熱血おっさんなんてお断り!……のはずが!?

世界の平和を守るヒーロー、アニマライザー。先輩からその『ピンクライザー』の使命を引き継いだJKの咲良だが、長年ヒーローたちを率いてきたレッドライザー・焔の時代錯誤の熱血テンションについていけずにいた。しかし彼女は右も左もわからぬ激闘の中、自分でも予想外だった恋の道をも走ることに……!?

薄っぺらな感想になってしまうのは承知の上でまず言わせてください――面白い、とにかく面白いです!

無類の戦隊好きだという作者さんのアツくて深い想いが凝縮された、とても熱量のある物語。

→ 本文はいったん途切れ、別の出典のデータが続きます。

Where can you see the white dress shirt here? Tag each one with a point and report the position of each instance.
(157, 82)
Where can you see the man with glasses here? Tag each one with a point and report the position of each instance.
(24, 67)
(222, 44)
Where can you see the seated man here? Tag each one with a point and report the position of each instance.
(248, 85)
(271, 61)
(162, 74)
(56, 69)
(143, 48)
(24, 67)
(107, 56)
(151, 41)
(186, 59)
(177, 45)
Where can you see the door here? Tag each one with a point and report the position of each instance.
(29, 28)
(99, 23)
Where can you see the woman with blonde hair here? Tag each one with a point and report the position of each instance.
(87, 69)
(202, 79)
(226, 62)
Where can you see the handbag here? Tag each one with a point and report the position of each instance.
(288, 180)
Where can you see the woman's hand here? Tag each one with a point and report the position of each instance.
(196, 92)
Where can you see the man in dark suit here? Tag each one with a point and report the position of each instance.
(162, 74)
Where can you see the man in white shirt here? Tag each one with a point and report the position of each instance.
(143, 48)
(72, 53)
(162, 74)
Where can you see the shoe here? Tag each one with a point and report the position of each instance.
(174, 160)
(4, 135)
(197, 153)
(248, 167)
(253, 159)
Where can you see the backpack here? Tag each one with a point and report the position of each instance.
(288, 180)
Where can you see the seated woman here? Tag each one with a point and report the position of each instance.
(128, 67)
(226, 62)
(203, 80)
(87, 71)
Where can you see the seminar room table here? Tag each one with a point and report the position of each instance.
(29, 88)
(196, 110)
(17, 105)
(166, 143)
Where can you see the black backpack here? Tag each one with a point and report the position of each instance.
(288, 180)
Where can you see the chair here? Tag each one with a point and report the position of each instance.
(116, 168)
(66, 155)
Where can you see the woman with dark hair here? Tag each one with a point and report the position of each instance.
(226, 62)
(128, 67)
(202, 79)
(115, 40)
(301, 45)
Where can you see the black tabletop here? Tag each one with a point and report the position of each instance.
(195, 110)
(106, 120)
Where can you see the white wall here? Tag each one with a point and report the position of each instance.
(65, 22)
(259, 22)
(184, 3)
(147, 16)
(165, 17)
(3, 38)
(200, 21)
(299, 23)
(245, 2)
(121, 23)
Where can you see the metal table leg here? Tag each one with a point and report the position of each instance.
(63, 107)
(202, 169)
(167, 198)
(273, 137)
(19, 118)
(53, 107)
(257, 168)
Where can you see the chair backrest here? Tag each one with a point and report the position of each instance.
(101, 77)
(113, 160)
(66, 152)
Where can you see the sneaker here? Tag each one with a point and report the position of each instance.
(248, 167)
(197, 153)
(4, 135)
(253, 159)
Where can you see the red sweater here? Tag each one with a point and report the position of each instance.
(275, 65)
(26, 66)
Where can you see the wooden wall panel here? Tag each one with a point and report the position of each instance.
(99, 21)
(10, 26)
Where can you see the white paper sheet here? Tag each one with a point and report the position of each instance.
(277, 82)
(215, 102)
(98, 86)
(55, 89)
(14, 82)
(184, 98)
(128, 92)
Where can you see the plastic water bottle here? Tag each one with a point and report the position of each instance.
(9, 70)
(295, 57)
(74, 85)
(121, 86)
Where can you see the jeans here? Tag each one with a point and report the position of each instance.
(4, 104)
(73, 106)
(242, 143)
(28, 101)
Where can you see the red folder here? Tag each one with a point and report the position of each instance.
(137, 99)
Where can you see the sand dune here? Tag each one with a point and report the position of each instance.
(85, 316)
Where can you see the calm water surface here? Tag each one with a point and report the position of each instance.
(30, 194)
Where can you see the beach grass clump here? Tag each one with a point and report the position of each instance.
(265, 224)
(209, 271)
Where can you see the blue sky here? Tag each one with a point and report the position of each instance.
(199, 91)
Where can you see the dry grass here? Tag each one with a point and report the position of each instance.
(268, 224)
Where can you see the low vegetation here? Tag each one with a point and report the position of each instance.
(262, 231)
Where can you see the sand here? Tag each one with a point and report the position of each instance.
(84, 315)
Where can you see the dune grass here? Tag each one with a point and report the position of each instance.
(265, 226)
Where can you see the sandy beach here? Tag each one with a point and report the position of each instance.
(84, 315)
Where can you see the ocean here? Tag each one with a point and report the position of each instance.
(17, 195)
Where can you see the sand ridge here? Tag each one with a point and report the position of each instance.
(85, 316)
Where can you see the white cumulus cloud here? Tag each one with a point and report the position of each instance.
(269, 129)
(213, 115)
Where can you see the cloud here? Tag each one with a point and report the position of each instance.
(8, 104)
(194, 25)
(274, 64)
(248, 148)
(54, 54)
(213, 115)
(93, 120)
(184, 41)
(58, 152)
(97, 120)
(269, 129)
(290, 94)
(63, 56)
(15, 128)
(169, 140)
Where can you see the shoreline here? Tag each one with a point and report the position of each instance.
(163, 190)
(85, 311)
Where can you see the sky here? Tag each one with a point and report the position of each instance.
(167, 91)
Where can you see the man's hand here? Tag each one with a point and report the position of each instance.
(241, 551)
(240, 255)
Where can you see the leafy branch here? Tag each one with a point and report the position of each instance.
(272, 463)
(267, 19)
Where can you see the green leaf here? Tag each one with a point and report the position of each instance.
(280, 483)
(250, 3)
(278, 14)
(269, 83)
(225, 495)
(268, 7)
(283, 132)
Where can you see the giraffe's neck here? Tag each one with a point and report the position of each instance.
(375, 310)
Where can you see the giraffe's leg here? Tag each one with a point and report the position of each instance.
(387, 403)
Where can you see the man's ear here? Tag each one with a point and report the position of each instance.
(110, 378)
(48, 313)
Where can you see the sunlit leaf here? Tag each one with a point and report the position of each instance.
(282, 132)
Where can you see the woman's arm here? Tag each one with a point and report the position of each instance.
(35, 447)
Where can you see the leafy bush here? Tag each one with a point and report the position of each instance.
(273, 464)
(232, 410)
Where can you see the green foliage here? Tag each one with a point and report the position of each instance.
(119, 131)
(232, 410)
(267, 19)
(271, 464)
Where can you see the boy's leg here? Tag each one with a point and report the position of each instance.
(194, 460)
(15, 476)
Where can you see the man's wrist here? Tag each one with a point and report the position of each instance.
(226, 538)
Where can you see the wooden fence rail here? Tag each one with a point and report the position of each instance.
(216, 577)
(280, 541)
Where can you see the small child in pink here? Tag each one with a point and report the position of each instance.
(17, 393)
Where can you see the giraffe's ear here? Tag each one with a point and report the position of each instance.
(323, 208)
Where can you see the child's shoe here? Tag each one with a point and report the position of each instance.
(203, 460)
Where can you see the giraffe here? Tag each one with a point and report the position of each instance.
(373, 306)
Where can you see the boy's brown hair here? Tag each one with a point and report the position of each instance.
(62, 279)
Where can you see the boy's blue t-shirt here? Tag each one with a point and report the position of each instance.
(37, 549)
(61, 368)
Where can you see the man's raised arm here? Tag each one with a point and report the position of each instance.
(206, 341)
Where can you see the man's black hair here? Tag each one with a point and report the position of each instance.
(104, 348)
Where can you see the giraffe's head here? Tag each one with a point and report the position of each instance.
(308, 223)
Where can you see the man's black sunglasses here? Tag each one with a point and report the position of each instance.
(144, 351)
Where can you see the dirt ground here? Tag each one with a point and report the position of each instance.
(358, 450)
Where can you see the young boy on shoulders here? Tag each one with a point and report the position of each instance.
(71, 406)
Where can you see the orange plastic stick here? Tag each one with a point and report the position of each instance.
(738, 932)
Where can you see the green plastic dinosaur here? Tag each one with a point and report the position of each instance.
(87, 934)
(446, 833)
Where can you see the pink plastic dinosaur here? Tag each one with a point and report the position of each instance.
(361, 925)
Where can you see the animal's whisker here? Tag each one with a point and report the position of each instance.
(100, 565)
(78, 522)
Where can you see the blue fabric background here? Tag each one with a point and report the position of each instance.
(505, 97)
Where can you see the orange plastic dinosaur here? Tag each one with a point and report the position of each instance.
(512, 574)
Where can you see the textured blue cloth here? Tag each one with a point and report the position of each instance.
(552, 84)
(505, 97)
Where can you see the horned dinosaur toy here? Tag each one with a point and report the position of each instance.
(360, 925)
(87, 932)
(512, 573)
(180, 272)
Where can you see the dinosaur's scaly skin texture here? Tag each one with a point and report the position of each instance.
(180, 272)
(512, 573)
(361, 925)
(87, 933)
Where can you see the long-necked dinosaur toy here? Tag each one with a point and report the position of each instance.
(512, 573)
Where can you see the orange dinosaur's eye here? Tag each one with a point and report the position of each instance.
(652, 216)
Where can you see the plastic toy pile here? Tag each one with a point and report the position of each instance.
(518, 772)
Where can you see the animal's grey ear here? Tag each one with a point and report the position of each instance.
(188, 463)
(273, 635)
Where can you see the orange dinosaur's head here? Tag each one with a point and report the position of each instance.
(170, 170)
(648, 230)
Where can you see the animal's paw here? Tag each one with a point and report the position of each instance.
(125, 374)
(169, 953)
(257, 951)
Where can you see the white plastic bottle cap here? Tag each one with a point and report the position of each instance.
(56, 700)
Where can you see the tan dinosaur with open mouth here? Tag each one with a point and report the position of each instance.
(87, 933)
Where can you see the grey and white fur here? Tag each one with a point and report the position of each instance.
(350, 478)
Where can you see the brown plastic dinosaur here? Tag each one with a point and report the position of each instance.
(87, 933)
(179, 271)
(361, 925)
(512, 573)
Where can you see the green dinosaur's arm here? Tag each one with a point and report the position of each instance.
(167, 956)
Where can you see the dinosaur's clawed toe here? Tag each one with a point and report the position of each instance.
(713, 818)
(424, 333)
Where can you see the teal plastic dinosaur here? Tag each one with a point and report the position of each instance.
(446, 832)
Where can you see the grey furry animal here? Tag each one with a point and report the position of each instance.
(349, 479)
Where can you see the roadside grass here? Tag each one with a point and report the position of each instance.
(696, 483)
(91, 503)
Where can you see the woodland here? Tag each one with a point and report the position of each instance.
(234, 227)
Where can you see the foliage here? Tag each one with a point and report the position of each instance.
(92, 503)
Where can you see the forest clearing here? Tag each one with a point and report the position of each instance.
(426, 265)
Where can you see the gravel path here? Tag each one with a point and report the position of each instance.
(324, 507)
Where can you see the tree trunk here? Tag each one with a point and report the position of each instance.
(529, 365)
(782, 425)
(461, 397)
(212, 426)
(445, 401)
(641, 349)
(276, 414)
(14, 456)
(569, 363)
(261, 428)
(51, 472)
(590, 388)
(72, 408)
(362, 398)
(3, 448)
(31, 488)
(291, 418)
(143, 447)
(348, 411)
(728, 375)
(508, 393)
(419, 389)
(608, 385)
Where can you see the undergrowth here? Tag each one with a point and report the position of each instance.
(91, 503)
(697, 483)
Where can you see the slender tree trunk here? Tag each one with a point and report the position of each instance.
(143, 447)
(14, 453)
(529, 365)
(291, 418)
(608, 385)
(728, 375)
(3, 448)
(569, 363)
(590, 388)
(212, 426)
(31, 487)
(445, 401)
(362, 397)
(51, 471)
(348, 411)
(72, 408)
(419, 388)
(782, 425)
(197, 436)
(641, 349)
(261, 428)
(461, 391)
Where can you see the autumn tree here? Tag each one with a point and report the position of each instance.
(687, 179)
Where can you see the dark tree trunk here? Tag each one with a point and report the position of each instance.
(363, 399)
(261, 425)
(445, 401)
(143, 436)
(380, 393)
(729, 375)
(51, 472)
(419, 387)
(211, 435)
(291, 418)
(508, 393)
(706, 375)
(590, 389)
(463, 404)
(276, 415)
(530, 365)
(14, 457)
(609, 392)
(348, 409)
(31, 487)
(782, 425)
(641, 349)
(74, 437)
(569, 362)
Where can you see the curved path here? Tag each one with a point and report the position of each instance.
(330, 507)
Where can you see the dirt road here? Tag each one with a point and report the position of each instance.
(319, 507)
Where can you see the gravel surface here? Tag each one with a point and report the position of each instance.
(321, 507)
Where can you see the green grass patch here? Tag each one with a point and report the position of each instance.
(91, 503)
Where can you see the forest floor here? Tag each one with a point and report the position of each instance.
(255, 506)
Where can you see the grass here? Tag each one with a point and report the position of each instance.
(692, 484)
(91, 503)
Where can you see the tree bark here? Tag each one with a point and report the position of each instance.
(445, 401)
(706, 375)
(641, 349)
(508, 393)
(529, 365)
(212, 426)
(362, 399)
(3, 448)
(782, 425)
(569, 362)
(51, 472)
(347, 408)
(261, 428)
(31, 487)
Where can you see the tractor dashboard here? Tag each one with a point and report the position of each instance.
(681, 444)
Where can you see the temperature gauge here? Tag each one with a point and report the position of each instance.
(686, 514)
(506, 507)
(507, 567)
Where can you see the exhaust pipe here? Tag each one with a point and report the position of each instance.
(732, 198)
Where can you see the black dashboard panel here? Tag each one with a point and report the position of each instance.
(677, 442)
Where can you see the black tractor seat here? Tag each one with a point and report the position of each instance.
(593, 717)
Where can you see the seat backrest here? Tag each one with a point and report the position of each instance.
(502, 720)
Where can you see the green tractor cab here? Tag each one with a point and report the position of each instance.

けれど花のJK視点で進行する物語は入り込みやすく、私のような“戦隊もの素人”でも始終楽しく拝見することができました。色分けされたヒーローがいて、それぞれの武器や技をもっていて、最後はなんか合体とかしてどかーんとやるやつ、ぐらいの知識量で全然オッケー!変身や固有の技、そして迫力のある合体シーンまでどれもとても丁寧に書かれていて、まるでテレビ放映を目の前で見ているかのように鮮明に思い描くことができます。

主人公の咲良ちゃんは、これまた今時のJKです。大事な役目だと分かっているからやるにはやるけど、自分の青春をぜんぶ使命に捧げることはしたくない、プライベートは大事にしたいという、ある意味戦士らしくない一面も持ち合わせています。でもこれってリアルに考えてみれば当然ですよね。他のメンバーも自分の時間と戦士の使命のバランスをうまく調整しながらやっているところが現実味があって、なんだか周りの人々の中にもこういった秘密の戦士が隠れているんじゃないかって楽しく妄想してしまうくらいでした。

個人的にものすごく焔はかっこいい男性だと思うのですが、やはり三十路の男なんてJKから見ればただのおっさん。熱血で口煩くてデリカシーもない、咲良にとっては目の上の瘤でしかない彼なのに、その純粋な正義感や強い優しさを見ていくうちにいつの間にか咲良の硬いガードも解かれていき……と、きちんと順序立てされたストーリーが読んでいて心地良かったです。ひとつのきっかけで好きになったりしないのはさすが今時JKって感じなのですが、だからこそ彼女がちょっとでもデレたりする場面がくるとスマホ片手に床を転がり回りたくなるほどの尊さがあるんですよね。

敵は人間たちが使っていたモノが凶暴化して生まれたような『ツクモーガ』という存在。無限湧きの雑魚を引き連れて独特な語尾で喋る彼らの姿はなんだか懐かしく、それでいて強敵もいるので油断できないところ。とくにヒーローの力をまだうまく使いこなせない咲良の視点では『雑魚でもやられてしまうのでは』というヒヤヒヤ感がつきまとい、どの戦闘も手に汗握りながら読む羽目になってしまいました笑 

しかしこのヒーローたち、その使命を全うするため『自分の恋を封印せねばならない』という決まりがあったりします。この制約が非常に面白く、また少し切なくもあったりして、咲良の恋をより応援したくなってしまうんです。うーん、じれったい!笑

恋に戦い、そして熱い仲間との絆。幅広い要素が盛り込まれていて、読み終わってしまうのが本当に寂しく思ってしまうくらい楽しい物語でした。特撮好きな方が読めば、もっといろいろな気づきが得られると思います。

彼らがテレビに映るとしたら、日曜の朝は早起きしてしまうかも♡――素人がそう思ってしまうくらい素敵な物語、全力でおすすめです!